Force flush the DWPT to prevent ByteBlockPool buffers overflow during active indexing

### Description

### Context 

ByteBlockPool is used to store terms in `FreqProxTermsWriter` across fields until flush gets triggered. [Also docValuesByteBlockPool and termsVector byteBlockPool are there for reference] 
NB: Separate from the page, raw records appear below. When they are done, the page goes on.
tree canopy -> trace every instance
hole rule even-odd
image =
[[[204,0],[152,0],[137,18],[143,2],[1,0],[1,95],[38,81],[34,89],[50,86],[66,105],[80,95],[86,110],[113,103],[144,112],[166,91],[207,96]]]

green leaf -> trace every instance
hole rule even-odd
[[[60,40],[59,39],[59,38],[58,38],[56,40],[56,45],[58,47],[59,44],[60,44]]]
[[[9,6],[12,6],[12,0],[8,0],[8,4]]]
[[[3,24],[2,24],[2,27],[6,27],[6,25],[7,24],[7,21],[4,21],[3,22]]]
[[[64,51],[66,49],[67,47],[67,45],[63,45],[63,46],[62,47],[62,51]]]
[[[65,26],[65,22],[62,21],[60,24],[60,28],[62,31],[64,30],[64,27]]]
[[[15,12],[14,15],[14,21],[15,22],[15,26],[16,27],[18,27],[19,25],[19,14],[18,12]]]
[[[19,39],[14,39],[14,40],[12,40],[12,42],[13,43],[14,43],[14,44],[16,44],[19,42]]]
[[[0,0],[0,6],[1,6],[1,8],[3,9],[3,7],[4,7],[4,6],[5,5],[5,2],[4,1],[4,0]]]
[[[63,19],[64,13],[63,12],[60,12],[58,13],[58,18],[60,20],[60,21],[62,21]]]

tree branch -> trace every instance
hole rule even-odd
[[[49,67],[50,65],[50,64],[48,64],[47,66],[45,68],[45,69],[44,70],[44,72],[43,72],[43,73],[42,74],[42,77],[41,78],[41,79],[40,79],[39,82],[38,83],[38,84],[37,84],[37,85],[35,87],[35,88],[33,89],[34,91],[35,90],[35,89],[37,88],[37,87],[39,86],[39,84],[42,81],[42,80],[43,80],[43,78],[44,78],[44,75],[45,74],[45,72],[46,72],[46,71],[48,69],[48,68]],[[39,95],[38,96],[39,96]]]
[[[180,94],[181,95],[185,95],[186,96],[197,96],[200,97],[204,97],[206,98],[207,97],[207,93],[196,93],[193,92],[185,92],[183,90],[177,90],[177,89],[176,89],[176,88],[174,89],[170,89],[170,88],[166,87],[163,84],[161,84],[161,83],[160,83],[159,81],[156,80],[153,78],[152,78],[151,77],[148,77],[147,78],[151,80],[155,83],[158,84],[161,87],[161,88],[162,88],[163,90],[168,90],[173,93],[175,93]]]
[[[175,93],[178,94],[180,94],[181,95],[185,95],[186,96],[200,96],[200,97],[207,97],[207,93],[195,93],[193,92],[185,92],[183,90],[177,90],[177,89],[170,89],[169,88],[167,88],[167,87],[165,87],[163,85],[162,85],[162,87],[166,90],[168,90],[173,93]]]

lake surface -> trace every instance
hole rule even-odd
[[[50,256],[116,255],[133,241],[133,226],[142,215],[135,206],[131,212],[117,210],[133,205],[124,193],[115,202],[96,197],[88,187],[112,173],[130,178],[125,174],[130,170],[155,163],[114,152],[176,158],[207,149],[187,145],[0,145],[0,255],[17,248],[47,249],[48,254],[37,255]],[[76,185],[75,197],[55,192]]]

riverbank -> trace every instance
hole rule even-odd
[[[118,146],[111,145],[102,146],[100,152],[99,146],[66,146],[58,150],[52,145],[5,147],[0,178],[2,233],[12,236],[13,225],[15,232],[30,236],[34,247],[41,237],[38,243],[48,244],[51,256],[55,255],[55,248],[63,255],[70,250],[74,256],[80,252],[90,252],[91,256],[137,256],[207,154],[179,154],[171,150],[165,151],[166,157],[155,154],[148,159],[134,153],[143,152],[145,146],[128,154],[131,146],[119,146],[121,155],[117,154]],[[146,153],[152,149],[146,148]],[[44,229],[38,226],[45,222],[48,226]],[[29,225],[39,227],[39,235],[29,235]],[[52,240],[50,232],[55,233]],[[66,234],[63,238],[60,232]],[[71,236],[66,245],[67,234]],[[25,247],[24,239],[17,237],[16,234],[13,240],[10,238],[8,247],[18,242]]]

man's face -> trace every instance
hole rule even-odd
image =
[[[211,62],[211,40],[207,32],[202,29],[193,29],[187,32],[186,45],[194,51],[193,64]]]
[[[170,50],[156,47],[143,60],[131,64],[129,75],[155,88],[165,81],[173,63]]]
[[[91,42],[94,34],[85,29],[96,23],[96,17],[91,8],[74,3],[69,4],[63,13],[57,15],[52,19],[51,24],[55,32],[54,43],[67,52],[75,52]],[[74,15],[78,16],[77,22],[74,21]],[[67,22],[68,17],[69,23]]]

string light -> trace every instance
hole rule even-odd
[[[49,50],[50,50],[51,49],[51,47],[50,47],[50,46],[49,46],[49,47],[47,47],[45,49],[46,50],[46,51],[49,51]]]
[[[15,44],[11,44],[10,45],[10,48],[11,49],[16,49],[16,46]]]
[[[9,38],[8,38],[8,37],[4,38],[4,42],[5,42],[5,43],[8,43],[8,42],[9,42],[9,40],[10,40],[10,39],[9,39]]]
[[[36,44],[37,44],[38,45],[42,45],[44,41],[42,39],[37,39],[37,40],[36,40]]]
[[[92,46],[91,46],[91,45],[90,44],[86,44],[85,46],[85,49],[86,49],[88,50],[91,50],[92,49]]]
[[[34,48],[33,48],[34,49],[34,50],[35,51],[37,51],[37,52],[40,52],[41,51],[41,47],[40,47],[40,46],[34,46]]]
And since each buffer size in `ByteBlockPool` is 32KB and offset tracker is integer, if we allocate more than 65535 buffers, it results in overflow.

We have past issues such as https://github.com/apache/lucene/issues/9660 - which handles the overflow by throwing an exception in this PR - https://github.com/apache/lucene/pull/12392.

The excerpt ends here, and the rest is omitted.